Mr. Strzok was reassigned this summer from Mr. Mueller’s investigation to the F.B.I.’s human resources department, where he has been stationed since. The people briefed on the case said the transfer followed the discovery of text messages in which Mr. Strzok and a colleague reacted to news events, like presidential debates, in ways that could appear critical of Mr. Trump.
“Immediately upon learning of the allegations, the special counsel’s office removed Peter Strzok from the investigation,” said a spokesman for the special counsel’s office, Peter Carr.
At the time this was reported in Dec. 2017, we didn’t know what the text messages said. But once the texts came out, Strzok was fired by the FBI.
The FBI has fired Peter Strzok, an agent who was removed from the Russia probe last year for sending text messages disparaging President Donald Trump, Strzok’s lawyer said Monday…
Page wrote in a text, Trump is “not ever going to become president, right? Right?!” to which Strzok replied, “No. No he’s not. We’ll stop it.”
And of course we all remember the text about the Russia investigation being an “insurance policy” in case Trump won the election. In any case, both Strzok and Page sued over the release of their text messages and last year they reached a settlement with the DOJ.
Two former FBI officials settled lawsuits with the Justice Department on Friday, resolving claims that their privacy rights were violated when the department leaked to the news media text messages that they had sent one another that disparaged former President Donald Trump.
Peter Strzok, a former top counterintelligence agent who played a crucial role in the investigation into Russian election interference in 2016, settled his case for $1.2 million. Lisa Page, an FBI lawyer who exchanged text messages with Strzok, also reached a separate settlement. Court records reviewed by The Associated Press show she is to be paid $800,000.

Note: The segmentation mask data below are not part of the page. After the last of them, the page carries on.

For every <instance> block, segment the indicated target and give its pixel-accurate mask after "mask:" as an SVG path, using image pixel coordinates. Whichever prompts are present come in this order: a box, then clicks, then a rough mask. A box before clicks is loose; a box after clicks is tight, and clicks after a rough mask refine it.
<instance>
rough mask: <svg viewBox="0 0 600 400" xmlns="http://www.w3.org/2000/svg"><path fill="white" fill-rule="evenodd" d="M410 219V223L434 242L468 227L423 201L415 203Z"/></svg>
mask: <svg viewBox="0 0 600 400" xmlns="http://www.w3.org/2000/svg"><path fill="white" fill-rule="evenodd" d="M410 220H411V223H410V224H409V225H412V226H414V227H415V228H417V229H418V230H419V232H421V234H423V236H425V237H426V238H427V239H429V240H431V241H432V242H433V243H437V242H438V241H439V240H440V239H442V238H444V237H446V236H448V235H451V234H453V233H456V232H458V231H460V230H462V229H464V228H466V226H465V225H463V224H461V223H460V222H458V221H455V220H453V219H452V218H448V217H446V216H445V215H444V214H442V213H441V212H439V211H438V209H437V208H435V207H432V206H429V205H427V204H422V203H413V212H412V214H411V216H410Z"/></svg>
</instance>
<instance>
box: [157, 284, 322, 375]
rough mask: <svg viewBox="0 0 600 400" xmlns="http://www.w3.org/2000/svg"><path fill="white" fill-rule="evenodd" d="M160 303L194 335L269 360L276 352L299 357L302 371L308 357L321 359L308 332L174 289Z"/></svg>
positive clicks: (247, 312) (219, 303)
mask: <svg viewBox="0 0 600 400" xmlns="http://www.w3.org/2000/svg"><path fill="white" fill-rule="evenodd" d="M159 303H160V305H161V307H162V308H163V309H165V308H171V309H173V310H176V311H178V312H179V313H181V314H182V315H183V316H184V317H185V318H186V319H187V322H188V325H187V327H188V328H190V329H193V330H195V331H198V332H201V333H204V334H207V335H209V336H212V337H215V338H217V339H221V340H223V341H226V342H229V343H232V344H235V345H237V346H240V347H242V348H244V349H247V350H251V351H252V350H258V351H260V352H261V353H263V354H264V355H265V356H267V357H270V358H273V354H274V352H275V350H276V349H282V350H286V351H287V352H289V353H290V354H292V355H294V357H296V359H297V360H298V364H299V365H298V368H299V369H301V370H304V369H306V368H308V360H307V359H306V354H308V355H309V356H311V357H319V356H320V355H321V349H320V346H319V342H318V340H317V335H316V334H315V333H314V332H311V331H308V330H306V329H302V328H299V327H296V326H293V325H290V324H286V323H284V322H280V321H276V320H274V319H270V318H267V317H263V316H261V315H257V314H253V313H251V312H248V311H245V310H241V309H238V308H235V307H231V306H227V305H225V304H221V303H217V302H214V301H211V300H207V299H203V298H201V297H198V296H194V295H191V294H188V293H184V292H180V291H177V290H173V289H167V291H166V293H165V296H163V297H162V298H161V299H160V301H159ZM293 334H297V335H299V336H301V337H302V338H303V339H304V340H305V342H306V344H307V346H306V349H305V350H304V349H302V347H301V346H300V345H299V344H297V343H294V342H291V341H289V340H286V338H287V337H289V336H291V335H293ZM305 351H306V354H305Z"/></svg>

The two had sued the Justice Department over a 2017 episode in which officials shared copies with reporters of text messages that they had sent each other, including ones that described Trump as an “idiot” and a ”loathsome human” and that called the prospect of a Trump victory “terrifying.”
But even with that case resolved, Strzok still had a separate case going over his firing from the FBI. Today, a judge ruled against him in that case.
Strzok argued in the lawsuit that his FBI bosses had retaliated against him in order to placate Trump, who was outraged over texts that Strzok exchanged while investigating ties between the 2016 Trump campaign and Russia.
In a ruling Tuesday, U.S. District Judge Amy Berman Jackson said that, after several years gathering evidence and testimony from those involved in the 2018 decision to terminate the veteran counterintelligence agent, Strzok’s lawyers had failed to show that his dismissal violated his First Amendment rights.
Jackson, an Obama appointee, stressed that she was not ruling on whether Strzok’s firing “was the appropriate sanction” for his conduct, only that the voluminous evidence assembled over years of litigation — including a deposition of Trump himself — had not proven Strzok’s rights were violated.
Strzok could still appeal this ruling but so far his attorney hasn’t said whether or not he intends to do that.